The quarry was one more sign of how ambitious Kitner had been. He had fenced much of the property, too, and built sturdy corrals close to the house and barn.

For as beautiful as the property was, however, it paled beside Maggie’s loveliness.

She mesmerized Will. She truly did.

It wasn’t just her pretty face, flowing red hair, and well-formed figure that made her so attractive. It was her voice, too, the sound of it and the things she said and the way her face lit up when she laughed, which she did often.

He also appreciated her physical grace, which became clearer and clearer as they rode side by side. Whether they raced across open ground, leapt over obstacles, or wove slowly through groves of oak and cottonwood, she rode as well as he if notbetter. Which was saying something, since he was a veteran cavalryman, and one who’d rarely met his match on horseback. But Maggie rode like a centaur, and it pleased him immensely.

When the sun had passed its apex and started toward the West, they finally headed for home.

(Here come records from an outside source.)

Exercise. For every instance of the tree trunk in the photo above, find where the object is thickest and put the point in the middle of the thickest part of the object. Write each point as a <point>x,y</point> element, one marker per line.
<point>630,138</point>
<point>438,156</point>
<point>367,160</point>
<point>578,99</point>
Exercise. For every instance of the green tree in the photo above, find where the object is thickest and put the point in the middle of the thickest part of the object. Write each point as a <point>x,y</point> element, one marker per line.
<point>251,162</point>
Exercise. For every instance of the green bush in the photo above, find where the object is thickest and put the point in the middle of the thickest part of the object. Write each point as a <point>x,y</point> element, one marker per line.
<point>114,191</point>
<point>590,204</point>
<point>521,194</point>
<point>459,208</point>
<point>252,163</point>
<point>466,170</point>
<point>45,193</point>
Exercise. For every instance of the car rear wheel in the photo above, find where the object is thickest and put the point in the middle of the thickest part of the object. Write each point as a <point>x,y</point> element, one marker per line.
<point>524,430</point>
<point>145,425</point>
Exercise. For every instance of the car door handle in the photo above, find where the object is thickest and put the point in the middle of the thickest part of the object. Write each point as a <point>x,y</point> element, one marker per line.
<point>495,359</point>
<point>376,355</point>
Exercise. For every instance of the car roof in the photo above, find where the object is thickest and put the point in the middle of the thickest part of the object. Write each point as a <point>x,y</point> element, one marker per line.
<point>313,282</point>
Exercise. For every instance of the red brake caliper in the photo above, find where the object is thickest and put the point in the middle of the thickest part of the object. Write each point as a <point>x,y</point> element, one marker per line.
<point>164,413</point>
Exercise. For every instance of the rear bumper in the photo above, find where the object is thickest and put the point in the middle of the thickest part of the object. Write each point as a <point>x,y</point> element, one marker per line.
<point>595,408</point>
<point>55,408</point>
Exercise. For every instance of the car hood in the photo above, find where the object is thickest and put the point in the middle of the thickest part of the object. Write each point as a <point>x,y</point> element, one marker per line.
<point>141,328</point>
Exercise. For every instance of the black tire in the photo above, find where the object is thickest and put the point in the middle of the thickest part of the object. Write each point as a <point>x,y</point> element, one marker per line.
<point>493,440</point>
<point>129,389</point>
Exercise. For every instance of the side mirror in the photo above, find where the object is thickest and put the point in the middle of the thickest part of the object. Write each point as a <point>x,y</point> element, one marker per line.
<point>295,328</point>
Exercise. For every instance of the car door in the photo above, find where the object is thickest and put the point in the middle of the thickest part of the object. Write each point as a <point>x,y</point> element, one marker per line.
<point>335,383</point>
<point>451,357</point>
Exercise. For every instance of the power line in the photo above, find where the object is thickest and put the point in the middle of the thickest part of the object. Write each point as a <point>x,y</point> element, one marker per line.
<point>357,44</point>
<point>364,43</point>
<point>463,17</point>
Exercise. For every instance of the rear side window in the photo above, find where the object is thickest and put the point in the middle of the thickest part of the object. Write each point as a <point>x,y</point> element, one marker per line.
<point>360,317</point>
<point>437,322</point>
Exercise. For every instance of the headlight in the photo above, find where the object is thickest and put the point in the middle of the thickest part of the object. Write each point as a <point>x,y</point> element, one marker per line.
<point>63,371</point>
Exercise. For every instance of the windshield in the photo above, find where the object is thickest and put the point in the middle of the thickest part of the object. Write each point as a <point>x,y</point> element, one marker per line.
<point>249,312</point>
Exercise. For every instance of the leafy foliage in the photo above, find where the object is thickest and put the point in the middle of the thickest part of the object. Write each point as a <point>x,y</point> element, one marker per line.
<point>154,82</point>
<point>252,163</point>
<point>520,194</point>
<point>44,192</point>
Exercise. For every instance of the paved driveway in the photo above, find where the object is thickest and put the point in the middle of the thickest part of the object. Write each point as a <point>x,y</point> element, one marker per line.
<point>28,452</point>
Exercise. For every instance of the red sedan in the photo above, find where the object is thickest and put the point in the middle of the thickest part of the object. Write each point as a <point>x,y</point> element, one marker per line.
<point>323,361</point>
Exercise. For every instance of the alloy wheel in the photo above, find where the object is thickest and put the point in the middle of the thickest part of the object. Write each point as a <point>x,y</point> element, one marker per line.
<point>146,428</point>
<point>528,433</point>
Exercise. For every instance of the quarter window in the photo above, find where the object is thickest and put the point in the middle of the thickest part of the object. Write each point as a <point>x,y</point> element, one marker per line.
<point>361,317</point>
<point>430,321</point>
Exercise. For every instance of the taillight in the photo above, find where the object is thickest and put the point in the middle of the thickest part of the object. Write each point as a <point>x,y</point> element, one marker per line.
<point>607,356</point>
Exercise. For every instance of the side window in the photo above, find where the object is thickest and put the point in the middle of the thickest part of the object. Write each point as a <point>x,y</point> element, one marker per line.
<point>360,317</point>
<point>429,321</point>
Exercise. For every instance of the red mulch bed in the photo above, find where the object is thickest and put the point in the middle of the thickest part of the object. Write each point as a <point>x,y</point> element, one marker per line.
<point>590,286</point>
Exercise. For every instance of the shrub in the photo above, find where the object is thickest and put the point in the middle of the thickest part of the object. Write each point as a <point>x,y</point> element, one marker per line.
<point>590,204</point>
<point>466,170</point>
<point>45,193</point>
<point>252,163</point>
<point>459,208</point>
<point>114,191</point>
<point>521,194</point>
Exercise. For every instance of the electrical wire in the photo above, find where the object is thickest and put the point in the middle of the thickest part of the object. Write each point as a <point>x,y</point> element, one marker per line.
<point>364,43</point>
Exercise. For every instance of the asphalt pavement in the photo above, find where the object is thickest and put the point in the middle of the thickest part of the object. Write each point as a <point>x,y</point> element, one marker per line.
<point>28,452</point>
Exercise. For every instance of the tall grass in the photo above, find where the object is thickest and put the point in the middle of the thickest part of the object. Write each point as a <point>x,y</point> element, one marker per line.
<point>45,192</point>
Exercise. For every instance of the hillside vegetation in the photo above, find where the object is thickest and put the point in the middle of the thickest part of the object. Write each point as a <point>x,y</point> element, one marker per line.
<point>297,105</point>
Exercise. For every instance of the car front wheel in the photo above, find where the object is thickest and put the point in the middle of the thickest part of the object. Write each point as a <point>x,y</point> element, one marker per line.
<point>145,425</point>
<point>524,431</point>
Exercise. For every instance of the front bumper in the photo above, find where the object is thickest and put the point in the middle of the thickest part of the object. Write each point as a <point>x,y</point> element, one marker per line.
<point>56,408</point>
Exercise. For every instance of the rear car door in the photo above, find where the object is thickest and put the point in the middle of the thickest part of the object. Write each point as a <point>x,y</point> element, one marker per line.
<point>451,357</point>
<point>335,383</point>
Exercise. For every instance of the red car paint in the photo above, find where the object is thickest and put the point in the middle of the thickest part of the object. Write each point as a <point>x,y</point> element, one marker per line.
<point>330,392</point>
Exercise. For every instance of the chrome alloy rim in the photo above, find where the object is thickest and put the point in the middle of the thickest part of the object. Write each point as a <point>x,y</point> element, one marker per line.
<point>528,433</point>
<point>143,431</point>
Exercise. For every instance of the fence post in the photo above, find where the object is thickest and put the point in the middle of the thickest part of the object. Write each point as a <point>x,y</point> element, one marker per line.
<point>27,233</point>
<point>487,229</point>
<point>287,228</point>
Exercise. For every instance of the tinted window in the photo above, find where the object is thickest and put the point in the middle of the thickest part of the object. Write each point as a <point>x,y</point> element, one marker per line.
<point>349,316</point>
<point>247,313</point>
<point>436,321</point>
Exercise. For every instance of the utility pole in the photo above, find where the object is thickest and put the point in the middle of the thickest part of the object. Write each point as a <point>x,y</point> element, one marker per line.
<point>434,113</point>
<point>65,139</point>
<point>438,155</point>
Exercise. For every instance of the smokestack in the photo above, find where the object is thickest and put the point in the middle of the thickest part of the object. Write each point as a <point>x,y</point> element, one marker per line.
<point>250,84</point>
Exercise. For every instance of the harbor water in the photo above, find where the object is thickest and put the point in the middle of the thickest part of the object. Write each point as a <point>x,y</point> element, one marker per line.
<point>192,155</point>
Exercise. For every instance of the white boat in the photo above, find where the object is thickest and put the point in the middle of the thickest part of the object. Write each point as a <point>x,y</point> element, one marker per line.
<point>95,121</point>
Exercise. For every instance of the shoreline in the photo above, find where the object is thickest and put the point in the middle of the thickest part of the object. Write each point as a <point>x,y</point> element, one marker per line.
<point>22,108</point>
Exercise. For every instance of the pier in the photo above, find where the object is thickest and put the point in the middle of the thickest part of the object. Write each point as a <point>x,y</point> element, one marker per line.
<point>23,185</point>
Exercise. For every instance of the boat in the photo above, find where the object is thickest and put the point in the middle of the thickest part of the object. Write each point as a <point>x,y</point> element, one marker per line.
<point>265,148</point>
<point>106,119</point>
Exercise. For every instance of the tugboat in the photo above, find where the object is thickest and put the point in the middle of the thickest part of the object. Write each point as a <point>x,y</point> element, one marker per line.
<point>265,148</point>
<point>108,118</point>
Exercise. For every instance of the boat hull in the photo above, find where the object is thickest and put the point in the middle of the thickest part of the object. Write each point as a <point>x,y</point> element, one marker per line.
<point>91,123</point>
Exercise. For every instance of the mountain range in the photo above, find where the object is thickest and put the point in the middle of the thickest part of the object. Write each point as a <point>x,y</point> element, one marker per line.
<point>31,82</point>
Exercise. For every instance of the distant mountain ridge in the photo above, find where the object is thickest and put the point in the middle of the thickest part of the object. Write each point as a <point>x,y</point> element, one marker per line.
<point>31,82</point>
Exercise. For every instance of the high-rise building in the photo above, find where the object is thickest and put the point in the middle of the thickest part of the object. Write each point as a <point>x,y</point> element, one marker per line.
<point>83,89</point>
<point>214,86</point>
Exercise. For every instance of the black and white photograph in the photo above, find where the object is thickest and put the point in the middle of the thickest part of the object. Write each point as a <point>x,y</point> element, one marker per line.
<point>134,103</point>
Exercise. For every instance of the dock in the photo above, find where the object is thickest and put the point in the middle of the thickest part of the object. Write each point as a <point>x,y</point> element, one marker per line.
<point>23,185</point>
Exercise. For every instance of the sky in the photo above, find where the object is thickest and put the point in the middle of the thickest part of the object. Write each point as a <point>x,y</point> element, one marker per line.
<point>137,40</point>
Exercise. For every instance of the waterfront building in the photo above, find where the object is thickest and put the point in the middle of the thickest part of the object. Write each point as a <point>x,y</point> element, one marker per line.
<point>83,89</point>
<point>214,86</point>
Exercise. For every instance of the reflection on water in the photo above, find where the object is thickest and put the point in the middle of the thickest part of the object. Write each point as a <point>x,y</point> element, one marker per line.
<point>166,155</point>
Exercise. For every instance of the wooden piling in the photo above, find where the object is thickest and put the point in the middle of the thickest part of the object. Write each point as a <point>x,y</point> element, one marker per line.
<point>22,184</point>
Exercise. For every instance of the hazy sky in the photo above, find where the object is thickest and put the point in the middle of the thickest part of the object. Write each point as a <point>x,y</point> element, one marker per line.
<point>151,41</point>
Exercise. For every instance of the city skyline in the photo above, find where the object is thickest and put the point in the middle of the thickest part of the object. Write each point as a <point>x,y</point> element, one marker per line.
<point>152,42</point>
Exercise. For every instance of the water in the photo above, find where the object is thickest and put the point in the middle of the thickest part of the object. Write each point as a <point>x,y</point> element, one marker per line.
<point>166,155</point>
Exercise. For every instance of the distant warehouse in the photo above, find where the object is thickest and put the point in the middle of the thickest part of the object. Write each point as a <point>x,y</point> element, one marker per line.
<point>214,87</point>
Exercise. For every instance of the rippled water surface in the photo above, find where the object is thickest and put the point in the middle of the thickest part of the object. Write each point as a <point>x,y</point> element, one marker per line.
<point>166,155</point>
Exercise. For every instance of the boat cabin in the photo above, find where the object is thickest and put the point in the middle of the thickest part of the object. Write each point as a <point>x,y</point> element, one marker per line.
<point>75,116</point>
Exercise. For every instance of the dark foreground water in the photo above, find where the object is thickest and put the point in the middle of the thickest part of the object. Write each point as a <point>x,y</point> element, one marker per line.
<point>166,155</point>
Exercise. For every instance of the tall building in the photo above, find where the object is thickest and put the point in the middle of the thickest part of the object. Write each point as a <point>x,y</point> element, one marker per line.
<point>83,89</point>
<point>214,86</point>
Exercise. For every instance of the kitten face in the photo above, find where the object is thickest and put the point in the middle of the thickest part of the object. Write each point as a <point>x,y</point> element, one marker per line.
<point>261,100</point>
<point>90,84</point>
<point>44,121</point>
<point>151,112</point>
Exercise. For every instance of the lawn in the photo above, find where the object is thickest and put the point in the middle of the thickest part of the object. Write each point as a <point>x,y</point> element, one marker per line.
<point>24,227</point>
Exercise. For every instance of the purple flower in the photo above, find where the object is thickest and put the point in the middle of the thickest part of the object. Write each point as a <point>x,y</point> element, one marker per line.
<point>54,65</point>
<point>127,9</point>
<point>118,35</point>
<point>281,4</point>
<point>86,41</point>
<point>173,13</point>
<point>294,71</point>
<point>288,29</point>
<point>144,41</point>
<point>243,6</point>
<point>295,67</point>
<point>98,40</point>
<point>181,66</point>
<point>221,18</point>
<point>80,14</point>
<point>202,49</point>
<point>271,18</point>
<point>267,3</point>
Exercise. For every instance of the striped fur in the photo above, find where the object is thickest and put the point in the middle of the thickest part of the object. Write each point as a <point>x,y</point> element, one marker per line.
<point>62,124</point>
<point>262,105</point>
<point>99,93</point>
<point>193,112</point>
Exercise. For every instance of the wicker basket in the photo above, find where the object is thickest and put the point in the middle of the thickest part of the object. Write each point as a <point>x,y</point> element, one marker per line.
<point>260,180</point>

Reaching the creek, Maggie paused and looked back toward the lonely white house and acres of gorgeous pastureland.

“Well, I’ve made up my mind,” she joked. “It suits my needs. You may buy me this ranch.”

“All right,” he said, and they crossed the creek and were on her property again.

“Thanks for bringing me along, Will,” she said, brushing her thigh against his again. “I had a nice time.”

“So did I.”

They returned to the bunkhouse and chatted easily as they took care of the horses. Maggie did most of the talking, reminiscing about the past and giving him a hard time for being so stern and serious when she was little.